Another ironic and comical novel by the famous German comedian Helge Schneider. Using modern methods of multi-perspectival narration, Robert Fork’s Eine Liebe im Sechsachteltrakt attempts to paint a picture of traditional English garden landscapes and the people who create them. Dispensing with a spectacular plot, Robert Fork concentrates on the emotional inner lives of his protagonists, even if these are dull and boring.
In his new novel, Helge Schneider explores the NOUVELLE ROMANTIC. The main character seems to the reader like a mouldy apple left at the bottom of a shopping bag. Whether Kollendorf is trudging through mudflats in rubber boots or falling out of a plane, the reader doesn’t care because this man is the personification of self-pity. His fate leaves us as cold as the characters in a TV soap. Despite the passivity of his protagonist, however, Helge Schneider succeeds in introducing suspense to his epos.

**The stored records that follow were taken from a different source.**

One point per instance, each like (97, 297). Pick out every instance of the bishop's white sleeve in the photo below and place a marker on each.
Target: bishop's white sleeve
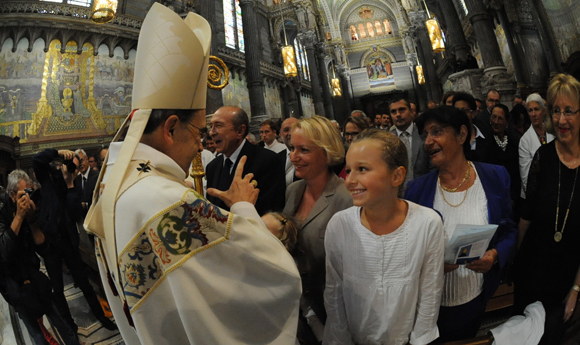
(336, 329)
(430, 286)
(525, 162)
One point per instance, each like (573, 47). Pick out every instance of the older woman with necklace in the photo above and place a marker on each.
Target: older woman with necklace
(548, 262)
(464, 192)
(533, 138)
(503, 150)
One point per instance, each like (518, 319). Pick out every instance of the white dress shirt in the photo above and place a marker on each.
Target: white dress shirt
(276, 146)
(529, 144)
(383, 289)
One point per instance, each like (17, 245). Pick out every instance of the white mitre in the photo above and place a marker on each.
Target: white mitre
(171, 70)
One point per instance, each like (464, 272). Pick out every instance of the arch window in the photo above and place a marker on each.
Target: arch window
(301, 58)
(233, 26)
(387, 25)
(353, 34)
(85, 3)
(371, 29)
(379, 28)
(361, 31)
(463, 6)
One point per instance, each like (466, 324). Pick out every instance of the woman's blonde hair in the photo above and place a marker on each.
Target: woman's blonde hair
(288, 231)
(394, 151)
(323, 134)
(561, 85)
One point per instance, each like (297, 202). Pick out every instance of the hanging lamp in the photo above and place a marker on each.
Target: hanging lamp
(288, 56)
(103, 11)
(434, 31)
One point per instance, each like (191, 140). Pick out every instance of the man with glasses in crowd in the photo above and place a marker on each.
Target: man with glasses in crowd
(406, 130)
(483, 117)
(177, 269)
(479, 140)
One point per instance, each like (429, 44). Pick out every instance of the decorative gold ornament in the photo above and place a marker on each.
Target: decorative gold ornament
(420, 75)
(336, 90)
(289, 58)
(435, 35)
(103, 11)
(215, 74)
(197, 173)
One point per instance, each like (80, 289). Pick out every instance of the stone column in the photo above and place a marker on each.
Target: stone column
(482, 23)
(495, 74)
(253, 58)
(309, 40)
(297, 88)
(207, 9)
(326, 95)
(347, 94)
(547, 38)
(425, 53)
(505, 24)
(455, 36)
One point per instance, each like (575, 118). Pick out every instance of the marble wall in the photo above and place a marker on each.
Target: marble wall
(236, 93)
(565, 19)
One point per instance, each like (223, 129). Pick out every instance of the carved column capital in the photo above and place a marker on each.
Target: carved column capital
(247, 2)
(493, 4)
(309, 39)
(478, 17)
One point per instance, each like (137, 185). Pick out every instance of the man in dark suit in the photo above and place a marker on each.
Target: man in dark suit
(482, 118)
(229, 127)
(86, 181)
(60, 210)
(290, 172)
(408, 133)
(480, 138)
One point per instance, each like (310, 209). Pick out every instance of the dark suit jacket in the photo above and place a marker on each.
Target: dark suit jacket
(335, 198)
(268, 170)
(87, 195)
(419, 158)
(60, 206)
(496, 185)
(483, 147)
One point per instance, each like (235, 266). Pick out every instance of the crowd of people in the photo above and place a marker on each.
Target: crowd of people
(317, 233)
(357, 216)
(365, 209)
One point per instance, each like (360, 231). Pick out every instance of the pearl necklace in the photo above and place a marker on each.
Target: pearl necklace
(501, 143)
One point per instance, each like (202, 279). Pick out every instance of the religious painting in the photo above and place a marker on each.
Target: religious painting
(236, 93)
(379, 70)
(366, 13)
(67, 95)
(307, 106)
(504, 49)
(273, 101)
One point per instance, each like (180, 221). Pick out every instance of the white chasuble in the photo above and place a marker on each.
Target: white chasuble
(191, 272)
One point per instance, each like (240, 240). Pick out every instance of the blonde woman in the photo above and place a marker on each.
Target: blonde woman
(315, 148)
(384, 255)
(548, 261)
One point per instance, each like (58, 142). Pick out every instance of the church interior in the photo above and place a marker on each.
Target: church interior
(66, 81)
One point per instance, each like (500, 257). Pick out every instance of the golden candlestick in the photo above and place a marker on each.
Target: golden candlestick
(197, 173)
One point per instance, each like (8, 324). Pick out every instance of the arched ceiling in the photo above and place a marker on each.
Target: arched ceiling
(336, 12)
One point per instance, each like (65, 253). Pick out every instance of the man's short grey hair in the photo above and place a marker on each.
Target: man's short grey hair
(79, 151)
(14, 178)
(252, 137)
(364, 116)
(534, 97)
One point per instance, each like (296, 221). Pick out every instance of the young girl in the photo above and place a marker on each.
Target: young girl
(286, 230)
(384, 256)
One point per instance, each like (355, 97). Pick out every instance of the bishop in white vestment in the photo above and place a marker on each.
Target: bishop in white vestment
(177, 269)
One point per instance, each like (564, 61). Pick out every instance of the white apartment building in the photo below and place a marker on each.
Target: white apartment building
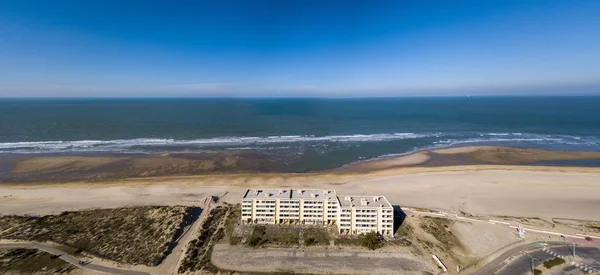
(351, 214)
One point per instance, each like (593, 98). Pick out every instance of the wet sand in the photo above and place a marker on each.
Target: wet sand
(110, 167)
(441, 179)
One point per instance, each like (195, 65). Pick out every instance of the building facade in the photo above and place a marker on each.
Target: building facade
(350, 214)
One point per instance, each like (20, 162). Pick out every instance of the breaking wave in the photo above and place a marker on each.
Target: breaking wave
(414, 141)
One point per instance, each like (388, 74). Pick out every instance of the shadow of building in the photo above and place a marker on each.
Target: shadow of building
(399, 217)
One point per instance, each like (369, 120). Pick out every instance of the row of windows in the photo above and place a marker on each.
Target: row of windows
(262, 211)
(366, 216)
(265, 206)
(366, 211)
(288, 215)
(265, 215)
(366, 225)
(313, 211)
(265, 201)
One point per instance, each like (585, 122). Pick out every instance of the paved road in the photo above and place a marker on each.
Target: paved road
(495, 264)
(72, 260)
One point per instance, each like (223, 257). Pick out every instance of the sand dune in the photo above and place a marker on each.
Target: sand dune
(566, 192)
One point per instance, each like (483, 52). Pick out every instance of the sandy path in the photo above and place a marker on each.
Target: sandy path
(514, 191)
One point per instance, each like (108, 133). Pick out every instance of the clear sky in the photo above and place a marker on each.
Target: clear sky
(298, 48)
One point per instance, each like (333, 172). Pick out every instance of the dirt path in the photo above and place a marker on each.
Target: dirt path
(171, 264)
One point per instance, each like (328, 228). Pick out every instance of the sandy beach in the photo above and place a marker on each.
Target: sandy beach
(564, 192)
(476, 189)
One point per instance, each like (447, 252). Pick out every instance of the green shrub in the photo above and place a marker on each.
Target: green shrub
(554, 262)
(258, 236)
(370, 240)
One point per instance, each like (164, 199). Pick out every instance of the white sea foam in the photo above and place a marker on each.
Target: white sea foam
(124, 144)
(434, 140)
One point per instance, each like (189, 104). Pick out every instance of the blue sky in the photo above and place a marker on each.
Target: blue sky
(298, 48)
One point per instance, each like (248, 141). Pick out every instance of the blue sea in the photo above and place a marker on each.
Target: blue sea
(327, 132)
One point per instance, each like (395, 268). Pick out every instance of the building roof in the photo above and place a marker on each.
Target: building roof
(267, 194)
(364, 201)
(323, 194)
(328, 194)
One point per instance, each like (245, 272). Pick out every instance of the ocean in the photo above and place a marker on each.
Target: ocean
(313, 133)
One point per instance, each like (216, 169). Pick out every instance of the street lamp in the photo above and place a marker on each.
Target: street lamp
(532, 262)
(569, 242)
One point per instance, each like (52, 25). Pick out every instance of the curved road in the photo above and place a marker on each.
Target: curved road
(496, 263)
(70, 259)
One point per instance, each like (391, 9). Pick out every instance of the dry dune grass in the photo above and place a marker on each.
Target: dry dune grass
(134, 235)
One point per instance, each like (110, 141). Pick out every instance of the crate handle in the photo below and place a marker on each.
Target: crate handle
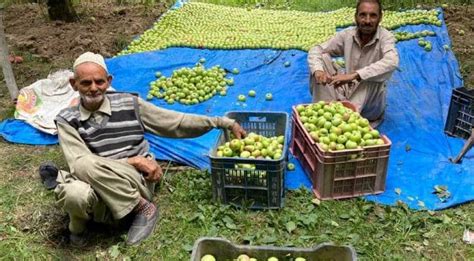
(258, 119)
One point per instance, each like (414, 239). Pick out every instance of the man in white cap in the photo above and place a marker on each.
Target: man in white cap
(370, 57)
(111, 171)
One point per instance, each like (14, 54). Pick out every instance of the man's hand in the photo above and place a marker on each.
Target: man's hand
(322, 77)
(147, 166)
(341, 79)
(238, 131)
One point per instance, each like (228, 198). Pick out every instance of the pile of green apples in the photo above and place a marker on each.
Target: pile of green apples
(202, 25)
(245, 257)
(190, 86)
(335, 127)
(254, 146)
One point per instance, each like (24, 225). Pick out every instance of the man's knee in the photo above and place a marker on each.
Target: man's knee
(76, 198)
(84, 166)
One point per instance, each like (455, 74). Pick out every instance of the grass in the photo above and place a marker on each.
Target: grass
(31, 228)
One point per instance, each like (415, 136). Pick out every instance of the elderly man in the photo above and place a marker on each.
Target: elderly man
(370, 57)
(111, 171)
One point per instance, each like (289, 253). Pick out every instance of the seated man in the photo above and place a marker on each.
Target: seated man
(111, 170)
(370, 57)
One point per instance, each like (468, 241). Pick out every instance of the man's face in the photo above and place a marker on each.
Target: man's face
(368, 18)
(92, 81)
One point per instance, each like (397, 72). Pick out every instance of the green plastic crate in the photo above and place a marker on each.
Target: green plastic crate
(223, 250)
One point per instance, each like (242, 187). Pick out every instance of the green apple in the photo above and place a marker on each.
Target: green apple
(235, 144)
(300, 108)
(350, 145)
(243, 257)
(249, 141)
(268, 96)
(245, 154)
(290, 166)
(227, 152)
(208, 258)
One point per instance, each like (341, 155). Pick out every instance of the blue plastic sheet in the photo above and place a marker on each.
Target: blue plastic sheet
(418, 100)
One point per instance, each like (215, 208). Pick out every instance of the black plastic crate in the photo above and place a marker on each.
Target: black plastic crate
(251, 183)
(223, 249)
(461, 113)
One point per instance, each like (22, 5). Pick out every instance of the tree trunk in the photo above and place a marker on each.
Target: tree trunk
(61, 10)
(5, 63)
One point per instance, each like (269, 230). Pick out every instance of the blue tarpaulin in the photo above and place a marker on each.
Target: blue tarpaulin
(418, 100)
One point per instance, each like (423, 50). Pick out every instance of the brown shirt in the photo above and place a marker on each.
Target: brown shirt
(374, 62)
(155, 120)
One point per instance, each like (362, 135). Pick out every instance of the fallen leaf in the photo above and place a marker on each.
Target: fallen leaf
(290, 226)
(316, 201)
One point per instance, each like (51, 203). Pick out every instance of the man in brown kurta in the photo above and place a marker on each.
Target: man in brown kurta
(370, 59)
(111, 173)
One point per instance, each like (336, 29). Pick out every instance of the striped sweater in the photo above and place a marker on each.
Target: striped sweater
(119, 136)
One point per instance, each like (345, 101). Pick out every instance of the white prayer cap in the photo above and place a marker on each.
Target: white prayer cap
(90, 57)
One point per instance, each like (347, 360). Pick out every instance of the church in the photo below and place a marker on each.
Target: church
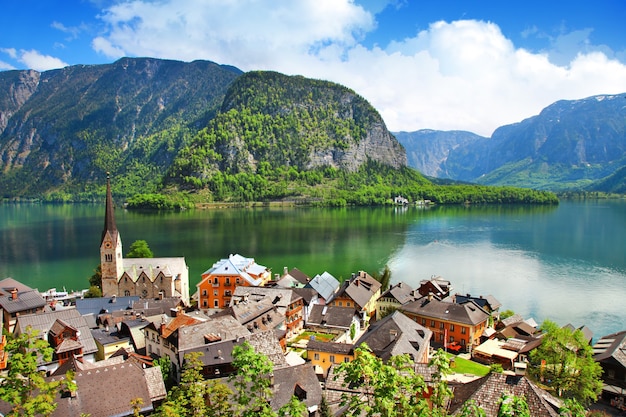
(144, 277)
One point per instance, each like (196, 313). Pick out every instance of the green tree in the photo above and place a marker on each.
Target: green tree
(252, 381)
(513, 406)
(24, 386)
(564, 362)
(389, 389)
(139, 249)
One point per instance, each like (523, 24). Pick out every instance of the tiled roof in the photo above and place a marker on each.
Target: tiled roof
(331, 316)
(226, 327)
(609, 347)
(487, 391)
(110, 304)
(468, 313)
(44, 321)
(27, 300)
(108, 391)
(395, 335)
(325, 285)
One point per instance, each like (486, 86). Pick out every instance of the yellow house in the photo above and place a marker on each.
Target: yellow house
(324, 354)
(108, 343)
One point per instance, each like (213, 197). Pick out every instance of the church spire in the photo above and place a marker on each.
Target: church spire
(109, 215)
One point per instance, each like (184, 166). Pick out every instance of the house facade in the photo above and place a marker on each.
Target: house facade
(144, 277)
(450, 323)
(218, 283)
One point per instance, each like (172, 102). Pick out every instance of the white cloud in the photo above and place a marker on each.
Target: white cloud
(39, 62)
(455, 75)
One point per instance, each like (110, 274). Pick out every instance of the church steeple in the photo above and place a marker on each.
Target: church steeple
(109, 215)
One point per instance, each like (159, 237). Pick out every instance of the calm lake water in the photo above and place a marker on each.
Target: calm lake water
(565, 263)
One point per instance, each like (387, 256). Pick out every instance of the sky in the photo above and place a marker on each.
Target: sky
(470, 65)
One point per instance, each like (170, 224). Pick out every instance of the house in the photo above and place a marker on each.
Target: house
(610, 353)
(343, 322)
(361, 292)
(107, 391)
(67, 332)
(323, 355)
(144, 277)
(397, 295)
(325, 285)
(486, 392)
(216, 287)
(451, 323)
(489, 303)
(217, 357)
(396, 334)
(18, 299)
(286, 302)
(292, 279)
(437, 286)
(299, 381)
(109, 342)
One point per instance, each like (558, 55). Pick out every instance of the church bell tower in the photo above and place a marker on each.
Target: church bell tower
(111, 259)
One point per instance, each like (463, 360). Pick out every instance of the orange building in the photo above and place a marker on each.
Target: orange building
(218, 283)
(450, 323)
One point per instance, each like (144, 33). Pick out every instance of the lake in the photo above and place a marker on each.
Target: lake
(565, 263)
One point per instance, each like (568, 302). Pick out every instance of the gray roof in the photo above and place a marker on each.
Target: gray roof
(360, 288)
(26, 300)
(468, 313)
(611, 348)
(395, 335)
(325, 285)
(402, 293)
(108, 391)
(110, 304)
(217, 328)
(331, 316)
(44, 321)
(299, 380)
(486, 391)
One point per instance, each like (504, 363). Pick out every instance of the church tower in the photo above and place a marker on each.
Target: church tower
(111, 259)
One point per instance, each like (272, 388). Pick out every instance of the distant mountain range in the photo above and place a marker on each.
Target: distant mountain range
(155, 124)
(570, 145)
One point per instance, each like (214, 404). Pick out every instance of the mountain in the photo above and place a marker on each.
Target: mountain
(62, 130)
(570, 145)
(153, 123)
(428, 150)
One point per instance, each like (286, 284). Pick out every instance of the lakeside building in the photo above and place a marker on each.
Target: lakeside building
(218, 283)
(144, 277)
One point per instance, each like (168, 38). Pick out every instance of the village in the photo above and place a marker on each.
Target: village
(307, 326)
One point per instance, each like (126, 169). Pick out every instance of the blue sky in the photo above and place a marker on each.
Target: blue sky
(440, 64)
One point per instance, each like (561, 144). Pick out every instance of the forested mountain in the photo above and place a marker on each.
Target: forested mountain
(197, 132)
(62, 130)
(570, 145)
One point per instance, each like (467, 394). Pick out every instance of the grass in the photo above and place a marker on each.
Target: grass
(465, 366)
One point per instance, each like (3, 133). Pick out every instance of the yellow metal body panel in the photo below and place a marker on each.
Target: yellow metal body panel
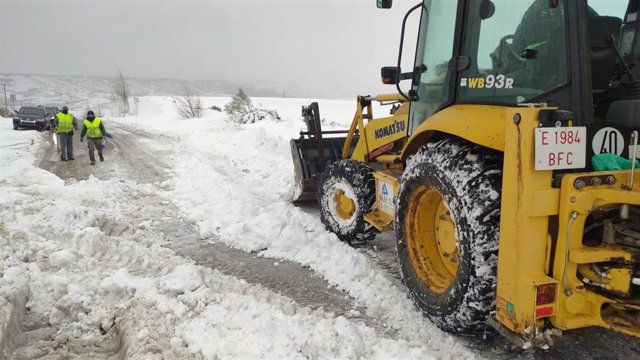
(382, 131)
(384, 212)
(480, 124)
(528, 202)
(523, 231)
(375, 133)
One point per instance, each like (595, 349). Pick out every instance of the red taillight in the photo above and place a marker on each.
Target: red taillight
(545, 294)
(544, 311)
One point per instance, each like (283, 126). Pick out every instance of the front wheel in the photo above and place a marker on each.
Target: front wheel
(446, 228)
(346, 193)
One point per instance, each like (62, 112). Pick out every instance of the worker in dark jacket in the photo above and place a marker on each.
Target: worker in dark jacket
(94, 129)
(64, 124)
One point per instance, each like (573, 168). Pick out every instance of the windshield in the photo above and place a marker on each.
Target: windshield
(31, 111)
(517, 53)
(615, 8)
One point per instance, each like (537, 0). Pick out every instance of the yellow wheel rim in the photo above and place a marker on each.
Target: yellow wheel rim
(345, 206)
(431, 240)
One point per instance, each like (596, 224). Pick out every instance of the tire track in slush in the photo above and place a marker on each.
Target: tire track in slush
(139, 156)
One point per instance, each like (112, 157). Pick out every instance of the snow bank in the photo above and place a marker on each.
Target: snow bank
(235, 182)
(84, 276)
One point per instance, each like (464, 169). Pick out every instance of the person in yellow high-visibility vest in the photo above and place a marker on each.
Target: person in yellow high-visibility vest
(94, 129)
(65, 123)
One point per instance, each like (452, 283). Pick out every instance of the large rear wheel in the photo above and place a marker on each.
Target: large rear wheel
(347, 192)
(447, 227)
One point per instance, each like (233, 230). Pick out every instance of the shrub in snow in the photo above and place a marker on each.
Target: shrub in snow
(189, 105)
(256, 115)
(242, 111)
(240, 104)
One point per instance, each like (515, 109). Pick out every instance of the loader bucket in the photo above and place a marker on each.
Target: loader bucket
(312, 153)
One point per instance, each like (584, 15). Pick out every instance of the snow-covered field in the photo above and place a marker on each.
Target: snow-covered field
(96, 281)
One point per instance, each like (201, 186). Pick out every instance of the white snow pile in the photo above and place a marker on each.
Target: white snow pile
(83, 274)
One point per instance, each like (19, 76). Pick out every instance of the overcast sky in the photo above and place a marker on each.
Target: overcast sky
(320, 47)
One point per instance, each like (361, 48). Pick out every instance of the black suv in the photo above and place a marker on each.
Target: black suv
(34, 117)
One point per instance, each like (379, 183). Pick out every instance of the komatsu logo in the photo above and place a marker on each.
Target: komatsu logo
(396, 127)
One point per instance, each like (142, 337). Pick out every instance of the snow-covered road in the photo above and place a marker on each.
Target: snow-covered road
(183, 244)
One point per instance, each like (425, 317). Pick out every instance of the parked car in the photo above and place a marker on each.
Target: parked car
(34, 117)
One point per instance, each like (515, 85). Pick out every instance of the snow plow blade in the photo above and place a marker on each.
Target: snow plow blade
(312, 152)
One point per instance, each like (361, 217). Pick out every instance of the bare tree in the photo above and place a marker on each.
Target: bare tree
(189, 105)
(121, 93)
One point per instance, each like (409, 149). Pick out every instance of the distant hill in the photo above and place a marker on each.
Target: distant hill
(95, 91)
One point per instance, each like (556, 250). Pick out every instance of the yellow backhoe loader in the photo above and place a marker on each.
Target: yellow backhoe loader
(506, 173)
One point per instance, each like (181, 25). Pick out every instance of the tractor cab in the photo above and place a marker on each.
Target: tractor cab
(579, 57)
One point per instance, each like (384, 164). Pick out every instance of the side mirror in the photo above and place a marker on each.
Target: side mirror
(487, 9)
(389, 75)
(384, 4)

The many names and many dead people that fill in the story from the periphery are synonymous with the perpetuum mobile of the impersonality of contemporary society. This is how Helge Schneider brings back a hint of family drama into the reading room. Nothing is too trivial to be pointed out again. At the end, however, the question of all questions (the purpose of life) remains unanswered, like life itself – true life does not end.